Earth holds no more dismal sepulchre than that dark vault, through the crevice in whose wall the blue-bloused marketers cast curious glances. Yet within these grim coffins lie two bodies with their severed heads, all that remains mortal of the haughty Marie Antoinette and other humble spouse.
[Illustration: Illumination]
CHAPTER IX
THE PRISONERS RELEASED
The first dread days, when the Boy, heavy with fever, seemed scarcely to realise our presence, were swiftly followed by placid hours when he lay and smiled in blissful content, craving nothing, now that we were all together again. But this state of beatitude was quickly ousted by a period of discontent, when the hunger fiend reigned supreme in the little room.
“Manger, manger, manger, tout le temps!" Thus the nurse epitomised the converse of her charges. And indeed she was right, for, from morning till night, the prisoners’ solitary topic of conversation was food. During the first ten days their diet consisted solely of boiled milk, and as that time wore to a close the number of quarts consumed increased daily, until Paul, the chief porter, seemed ever ascending the little outside stair carrying full bottles of milk, or descending laden with empty ones.
“Milk doesn’t count. When shall we be allowed food, real food?” was the constant cry, and their relief was abounding when, on Christmas Day, the doctor withdrew his prohibition, and permitted an approach to the desired solids. But even then the prisoners, to their loudly voiced disappointment, discovered that their only choice lay between vermicelli and tapioca, nursery dishes which at home they would have despised.
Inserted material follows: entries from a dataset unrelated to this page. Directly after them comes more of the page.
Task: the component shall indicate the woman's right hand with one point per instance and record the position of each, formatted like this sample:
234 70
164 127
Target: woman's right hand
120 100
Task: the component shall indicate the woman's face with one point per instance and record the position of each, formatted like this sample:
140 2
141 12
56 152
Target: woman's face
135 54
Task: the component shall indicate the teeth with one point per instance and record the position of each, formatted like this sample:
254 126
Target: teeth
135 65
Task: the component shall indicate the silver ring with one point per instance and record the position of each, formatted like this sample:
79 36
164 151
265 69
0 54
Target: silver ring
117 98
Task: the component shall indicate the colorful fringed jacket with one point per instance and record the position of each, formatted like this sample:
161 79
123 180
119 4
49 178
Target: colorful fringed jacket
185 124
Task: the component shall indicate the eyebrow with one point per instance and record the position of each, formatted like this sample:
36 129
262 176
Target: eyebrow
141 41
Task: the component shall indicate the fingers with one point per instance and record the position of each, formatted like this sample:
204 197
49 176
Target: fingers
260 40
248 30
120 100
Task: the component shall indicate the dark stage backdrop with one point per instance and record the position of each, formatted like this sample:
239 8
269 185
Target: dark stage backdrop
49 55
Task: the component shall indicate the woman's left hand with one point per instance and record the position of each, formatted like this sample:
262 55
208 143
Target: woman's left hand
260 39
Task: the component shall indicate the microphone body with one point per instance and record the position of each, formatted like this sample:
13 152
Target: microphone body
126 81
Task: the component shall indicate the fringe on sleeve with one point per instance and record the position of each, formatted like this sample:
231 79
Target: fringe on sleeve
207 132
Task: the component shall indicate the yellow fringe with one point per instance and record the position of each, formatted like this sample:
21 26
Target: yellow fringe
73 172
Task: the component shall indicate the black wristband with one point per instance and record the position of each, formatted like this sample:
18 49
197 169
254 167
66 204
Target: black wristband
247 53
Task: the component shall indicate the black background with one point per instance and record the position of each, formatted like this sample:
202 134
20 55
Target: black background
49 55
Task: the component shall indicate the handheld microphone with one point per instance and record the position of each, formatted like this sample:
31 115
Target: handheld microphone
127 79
“Tapioca! Imagine tapioca for a Christmas dinner!” the invalids exclaimed with disgust. But that scorn did not prevent them devouring the mess and eagerly demanding more. And thereafter the saucepan simmering over the gas-jet in the outer room seemed ever full of savoury spoon-meat.
I doubt if any zealous mother-bird ever had a busier time feeding her fledglings than had the good Sister in satisfying the appetites of these callow cormorants. To witness the French nun seeking to allay the hunger of these voracious schoolboy aliens was to picture a wren trying to fill the ever-gaping beaks of two young cuckoos whom an adverse fate had dropped into her nest.
As the days wore by, the embargo placed upon our desire to cater for the invalids was gradually lifted, and little things such as sponge biscuits and pears crept in to vary the monotony of the milk diet.